After having seen so many people die and having had to comfort so many grieving families, Sister Bipendu said she has no patience for people who object to wearing a mask. “Having to wear a mask is not a violation of personal freedom. In fact, those who don’t wear masks violate the rights of others because they can infect them. We all have an obligation to wear masks and observe the precautions.”
The virus, she said, has or should have taught people some useful perspective. “We used to think we could dominate everything, but now we see that we were super-dominated by a pandemic.”
Cardinal Michael Czerny, Vatican undersecretary for migrants and refugees, said that before the pandemic, wishing someone a happy New Year meant, “Here’s wishing you more of the same good things” or good things “along with, if possible, a bit of improvement.”
“But that doesn’t work this time around,” he said. “As Pope Francis often repeats, so eloquently, ‘Anyone who thinks that the only lesson to be learned’ — from the annus horribilis 2020 — ‘is the need to improve what we were already doing … is denying reality.'”
So, the cardinal said, “the first step to really meaning ‘Happy New Year of 2021’ is to stop fantasizing about the old normal. The vaccine is good and important, but it won’t bring 2019 back.”
“Instead, we have to wish each other an entirely new, a radically new, new year of 2021, going forward differently and not turning back,” Cardinal Czerny said. Like Pope Francis indicated, “2021 will be a good year only if we start taking care of each other and of our common home. And make no mistake, in this perspective, ‘each other’ doesn’t mean ‘our own and forget the rest’; it means all our brothers and sisters, beginning with the neediest and most vulnerable, as well as future generations, too.”
Ginevra Ossola, a sustainability specialist serving as the junior coordinator of the ecology task force of the Vatican’s COVID-19 Commission, said her hopes for the new year also are “to avoid going ‘back to normal,'” and instead “realize and face the mistakes we have made as human beings until today.”
“My biggest hope for 2021 is to stop harming our home, Earth, and to work together to regenerate what we helped destroy,” she said. “I wish for a regeneration from the social, environmental and economic point of view, starting with the equal and safe vaccination for all, with maximum transparency and without unjust privileges.”
Archbishop Vincenzo Paglia, president of the Pontifical Academy for Life, said he already saw signs of hope in many of the ways people reacted to the challenges of 2020.
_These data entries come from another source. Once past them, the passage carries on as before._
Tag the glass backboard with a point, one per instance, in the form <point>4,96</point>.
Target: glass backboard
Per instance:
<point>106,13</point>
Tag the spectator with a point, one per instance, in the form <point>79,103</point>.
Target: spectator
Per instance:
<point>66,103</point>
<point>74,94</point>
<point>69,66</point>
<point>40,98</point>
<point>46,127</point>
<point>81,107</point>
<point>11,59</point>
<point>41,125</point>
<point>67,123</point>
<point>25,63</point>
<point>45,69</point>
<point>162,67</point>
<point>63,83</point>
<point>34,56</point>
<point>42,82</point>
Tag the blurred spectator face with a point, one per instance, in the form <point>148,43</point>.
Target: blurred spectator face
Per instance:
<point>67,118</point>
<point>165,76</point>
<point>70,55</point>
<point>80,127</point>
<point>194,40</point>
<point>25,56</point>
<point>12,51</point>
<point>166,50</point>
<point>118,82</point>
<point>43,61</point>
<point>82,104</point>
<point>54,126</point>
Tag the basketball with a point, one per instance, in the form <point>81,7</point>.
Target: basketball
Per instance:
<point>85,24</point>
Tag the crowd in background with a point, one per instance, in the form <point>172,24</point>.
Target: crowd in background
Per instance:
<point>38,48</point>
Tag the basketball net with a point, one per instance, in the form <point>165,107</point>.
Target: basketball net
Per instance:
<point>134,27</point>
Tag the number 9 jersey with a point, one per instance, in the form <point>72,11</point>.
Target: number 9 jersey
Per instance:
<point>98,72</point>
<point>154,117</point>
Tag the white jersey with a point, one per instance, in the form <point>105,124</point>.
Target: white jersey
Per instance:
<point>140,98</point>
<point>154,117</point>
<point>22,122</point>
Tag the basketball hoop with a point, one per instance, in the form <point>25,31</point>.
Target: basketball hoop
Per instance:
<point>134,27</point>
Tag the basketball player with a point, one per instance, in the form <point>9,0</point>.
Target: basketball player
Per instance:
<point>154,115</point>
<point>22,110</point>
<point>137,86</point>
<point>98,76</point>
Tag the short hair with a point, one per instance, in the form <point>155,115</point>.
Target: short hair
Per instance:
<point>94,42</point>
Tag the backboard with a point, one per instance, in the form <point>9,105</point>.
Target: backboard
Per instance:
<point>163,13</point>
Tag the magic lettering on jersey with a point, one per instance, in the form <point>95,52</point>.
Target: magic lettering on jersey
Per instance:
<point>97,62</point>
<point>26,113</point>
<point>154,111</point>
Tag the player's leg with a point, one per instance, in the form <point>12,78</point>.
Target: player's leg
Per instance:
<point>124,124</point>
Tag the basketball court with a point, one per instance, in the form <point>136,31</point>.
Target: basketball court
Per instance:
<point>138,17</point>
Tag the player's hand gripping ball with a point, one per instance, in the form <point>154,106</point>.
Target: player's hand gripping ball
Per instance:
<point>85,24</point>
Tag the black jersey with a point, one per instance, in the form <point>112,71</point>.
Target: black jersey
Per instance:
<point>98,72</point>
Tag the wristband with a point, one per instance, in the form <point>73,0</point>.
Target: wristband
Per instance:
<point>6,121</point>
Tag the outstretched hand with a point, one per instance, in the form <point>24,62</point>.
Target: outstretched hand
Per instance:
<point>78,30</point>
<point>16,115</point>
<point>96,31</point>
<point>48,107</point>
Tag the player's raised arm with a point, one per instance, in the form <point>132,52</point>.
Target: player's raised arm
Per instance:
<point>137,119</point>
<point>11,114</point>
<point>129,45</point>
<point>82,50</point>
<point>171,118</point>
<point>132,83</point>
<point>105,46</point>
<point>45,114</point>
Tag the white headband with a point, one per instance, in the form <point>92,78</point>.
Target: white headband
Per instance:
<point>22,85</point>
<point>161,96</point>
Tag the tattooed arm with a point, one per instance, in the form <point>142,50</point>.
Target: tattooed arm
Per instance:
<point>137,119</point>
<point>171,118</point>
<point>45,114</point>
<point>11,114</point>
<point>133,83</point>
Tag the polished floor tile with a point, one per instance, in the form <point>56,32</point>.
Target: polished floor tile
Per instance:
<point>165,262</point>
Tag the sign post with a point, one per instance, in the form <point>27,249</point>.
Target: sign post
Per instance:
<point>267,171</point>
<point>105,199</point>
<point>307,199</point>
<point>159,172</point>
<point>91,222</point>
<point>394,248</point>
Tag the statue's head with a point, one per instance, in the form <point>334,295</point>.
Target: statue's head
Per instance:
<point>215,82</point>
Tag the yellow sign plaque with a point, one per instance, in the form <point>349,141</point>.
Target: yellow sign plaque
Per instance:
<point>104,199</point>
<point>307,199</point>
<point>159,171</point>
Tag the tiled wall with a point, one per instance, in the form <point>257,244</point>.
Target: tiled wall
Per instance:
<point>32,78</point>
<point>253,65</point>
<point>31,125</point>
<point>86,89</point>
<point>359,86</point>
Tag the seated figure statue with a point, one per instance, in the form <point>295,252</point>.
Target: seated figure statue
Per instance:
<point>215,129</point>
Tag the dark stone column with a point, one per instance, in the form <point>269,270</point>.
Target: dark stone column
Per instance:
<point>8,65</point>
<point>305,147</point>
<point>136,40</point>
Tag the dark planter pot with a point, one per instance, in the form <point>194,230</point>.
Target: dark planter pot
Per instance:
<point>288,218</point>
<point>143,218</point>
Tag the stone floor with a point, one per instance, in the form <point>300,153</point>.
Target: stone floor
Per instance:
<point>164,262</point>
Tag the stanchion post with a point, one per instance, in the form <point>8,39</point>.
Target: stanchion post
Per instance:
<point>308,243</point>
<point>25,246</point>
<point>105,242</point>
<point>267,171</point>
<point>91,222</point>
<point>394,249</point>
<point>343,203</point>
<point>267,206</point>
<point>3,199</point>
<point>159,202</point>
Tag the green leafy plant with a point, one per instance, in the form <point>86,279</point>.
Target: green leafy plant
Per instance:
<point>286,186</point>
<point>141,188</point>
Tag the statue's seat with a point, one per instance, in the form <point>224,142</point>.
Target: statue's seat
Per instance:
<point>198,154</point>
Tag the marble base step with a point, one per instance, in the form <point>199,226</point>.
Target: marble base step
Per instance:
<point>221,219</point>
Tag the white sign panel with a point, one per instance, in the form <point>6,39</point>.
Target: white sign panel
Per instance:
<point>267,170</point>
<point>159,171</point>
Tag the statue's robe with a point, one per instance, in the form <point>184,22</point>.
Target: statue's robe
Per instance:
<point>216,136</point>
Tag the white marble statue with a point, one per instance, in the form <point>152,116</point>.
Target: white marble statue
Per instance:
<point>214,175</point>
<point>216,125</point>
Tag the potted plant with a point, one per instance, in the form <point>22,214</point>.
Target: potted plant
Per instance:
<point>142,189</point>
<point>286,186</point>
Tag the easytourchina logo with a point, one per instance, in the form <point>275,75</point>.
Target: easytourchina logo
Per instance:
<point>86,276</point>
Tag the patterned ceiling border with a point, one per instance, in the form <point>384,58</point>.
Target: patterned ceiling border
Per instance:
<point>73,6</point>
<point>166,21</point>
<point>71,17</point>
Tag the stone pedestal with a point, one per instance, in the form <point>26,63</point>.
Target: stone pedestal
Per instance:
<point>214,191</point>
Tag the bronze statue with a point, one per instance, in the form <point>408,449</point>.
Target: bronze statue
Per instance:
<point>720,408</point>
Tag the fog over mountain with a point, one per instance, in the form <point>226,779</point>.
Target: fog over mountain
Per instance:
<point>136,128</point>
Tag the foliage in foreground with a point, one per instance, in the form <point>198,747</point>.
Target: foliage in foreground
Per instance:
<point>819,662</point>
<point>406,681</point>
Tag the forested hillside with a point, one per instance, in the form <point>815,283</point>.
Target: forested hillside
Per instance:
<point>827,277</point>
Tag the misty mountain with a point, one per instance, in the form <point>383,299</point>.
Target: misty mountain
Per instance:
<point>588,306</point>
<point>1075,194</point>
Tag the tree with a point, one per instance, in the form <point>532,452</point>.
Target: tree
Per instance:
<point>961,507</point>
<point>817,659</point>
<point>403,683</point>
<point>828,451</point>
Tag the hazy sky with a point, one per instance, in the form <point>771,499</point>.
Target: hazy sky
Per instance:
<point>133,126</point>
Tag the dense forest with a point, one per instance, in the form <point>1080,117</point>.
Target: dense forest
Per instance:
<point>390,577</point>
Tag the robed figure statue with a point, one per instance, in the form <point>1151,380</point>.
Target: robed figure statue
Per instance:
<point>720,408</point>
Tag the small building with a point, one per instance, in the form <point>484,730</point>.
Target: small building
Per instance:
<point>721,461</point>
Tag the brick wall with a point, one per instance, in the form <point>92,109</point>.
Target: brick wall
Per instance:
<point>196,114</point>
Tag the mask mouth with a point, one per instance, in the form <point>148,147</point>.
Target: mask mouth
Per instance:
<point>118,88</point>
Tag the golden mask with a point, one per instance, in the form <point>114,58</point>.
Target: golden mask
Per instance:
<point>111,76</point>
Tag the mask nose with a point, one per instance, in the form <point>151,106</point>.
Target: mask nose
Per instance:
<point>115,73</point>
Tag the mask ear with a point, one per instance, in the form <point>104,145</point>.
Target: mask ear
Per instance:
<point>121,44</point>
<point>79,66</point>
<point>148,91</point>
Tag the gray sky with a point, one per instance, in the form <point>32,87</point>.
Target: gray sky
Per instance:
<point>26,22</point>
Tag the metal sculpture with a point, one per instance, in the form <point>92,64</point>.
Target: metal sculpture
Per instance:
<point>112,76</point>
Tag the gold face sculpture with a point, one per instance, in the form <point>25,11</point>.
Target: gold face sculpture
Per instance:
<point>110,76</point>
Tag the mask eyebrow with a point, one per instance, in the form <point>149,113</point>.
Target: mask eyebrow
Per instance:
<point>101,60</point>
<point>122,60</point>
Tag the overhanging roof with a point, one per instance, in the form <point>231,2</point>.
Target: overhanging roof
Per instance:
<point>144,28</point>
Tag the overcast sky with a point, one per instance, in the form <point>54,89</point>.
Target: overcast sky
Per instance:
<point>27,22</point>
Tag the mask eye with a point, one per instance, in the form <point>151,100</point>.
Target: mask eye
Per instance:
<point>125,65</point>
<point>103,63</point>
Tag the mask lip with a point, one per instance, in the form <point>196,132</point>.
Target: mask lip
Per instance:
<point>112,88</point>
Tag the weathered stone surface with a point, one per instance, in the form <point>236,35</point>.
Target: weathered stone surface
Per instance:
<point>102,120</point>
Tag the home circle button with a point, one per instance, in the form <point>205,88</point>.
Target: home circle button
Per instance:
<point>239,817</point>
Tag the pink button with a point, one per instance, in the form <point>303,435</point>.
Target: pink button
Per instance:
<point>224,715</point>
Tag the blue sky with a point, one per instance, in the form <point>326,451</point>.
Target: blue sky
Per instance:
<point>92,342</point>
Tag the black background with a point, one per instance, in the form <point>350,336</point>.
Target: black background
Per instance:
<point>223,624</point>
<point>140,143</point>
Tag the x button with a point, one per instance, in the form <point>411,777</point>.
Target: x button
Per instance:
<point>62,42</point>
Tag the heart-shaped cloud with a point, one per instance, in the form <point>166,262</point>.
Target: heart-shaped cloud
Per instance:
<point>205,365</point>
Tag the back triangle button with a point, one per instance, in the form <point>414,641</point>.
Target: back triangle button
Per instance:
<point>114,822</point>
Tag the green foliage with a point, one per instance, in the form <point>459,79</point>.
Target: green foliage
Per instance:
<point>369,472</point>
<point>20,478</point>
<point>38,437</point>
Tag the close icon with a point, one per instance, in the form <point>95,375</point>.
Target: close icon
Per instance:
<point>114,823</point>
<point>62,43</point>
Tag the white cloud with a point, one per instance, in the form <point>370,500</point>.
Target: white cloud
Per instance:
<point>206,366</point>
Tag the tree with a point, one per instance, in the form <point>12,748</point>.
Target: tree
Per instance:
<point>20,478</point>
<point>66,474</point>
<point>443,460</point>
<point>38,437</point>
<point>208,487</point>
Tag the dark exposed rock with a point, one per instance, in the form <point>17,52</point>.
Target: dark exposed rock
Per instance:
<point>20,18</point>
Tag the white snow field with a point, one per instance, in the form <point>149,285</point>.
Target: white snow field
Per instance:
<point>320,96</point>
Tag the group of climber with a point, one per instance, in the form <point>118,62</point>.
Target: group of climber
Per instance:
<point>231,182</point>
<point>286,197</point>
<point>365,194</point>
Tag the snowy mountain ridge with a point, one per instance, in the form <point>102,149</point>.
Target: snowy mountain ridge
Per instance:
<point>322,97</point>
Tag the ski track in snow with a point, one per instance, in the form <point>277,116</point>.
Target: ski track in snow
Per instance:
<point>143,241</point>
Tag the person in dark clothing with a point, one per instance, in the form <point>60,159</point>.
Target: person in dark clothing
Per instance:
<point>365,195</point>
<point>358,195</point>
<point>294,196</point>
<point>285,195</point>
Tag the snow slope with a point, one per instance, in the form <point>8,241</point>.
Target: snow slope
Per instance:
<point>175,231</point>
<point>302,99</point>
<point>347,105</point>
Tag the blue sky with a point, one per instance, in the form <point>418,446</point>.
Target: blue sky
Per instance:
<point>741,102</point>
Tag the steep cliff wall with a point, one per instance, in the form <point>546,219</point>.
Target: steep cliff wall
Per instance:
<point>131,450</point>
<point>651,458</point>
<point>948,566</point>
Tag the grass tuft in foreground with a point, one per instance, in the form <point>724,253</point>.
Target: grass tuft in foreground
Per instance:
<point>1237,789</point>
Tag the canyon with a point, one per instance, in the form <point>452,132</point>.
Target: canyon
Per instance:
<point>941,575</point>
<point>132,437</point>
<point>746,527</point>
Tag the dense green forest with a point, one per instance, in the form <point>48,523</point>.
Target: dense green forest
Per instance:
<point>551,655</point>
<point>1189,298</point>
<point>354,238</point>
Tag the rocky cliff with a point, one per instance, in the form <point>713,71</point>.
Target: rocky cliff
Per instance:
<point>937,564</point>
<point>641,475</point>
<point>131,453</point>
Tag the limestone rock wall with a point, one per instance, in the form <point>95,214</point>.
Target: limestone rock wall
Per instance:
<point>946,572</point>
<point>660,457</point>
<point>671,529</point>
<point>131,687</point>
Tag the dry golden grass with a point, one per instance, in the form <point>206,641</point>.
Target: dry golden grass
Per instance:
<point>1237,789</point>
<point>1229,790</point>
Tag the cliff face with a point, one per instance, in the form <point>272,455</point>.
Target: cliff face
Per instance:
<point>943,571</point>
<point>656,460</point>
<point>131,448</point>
“The solidarity that I saw in action in the months of the pandemic was for me a strong sign of the rediscovery of our community roots,” he said. “I think that next year we need to strengthen brotherhood, community, human bonds without borders. This is the deep root of Christianity: the spirit of universal brotherhood, through which we can work for truth, for justice, for peace, for a respectful development of the environment and peoples.”
Salesian Sister Alessandra Smerilli, an economist and member of the Vatican COVID-19 Commission, said that for her, hope is “the virtue that pushes us to build the future, our tomorrow, without being paralyzed and waiting for something to change. It makes us operative today, because what will come depends on us, too.”
“In Italy,” she said, “we have a saying: ‘Push your heart over the obstacle and go after it.’ Hope makes us look beyond the obstacles.”
Sister Smerilli said she hoped Catholics model their behavior on that of the first Christian communities, sharing all they have to ensure that no one goes without basic necessities. “I would like love for one’s brother and sister to be the distinctive trait of Christians today as well, and for us to be exemplary in showing personal and collective responsibility.”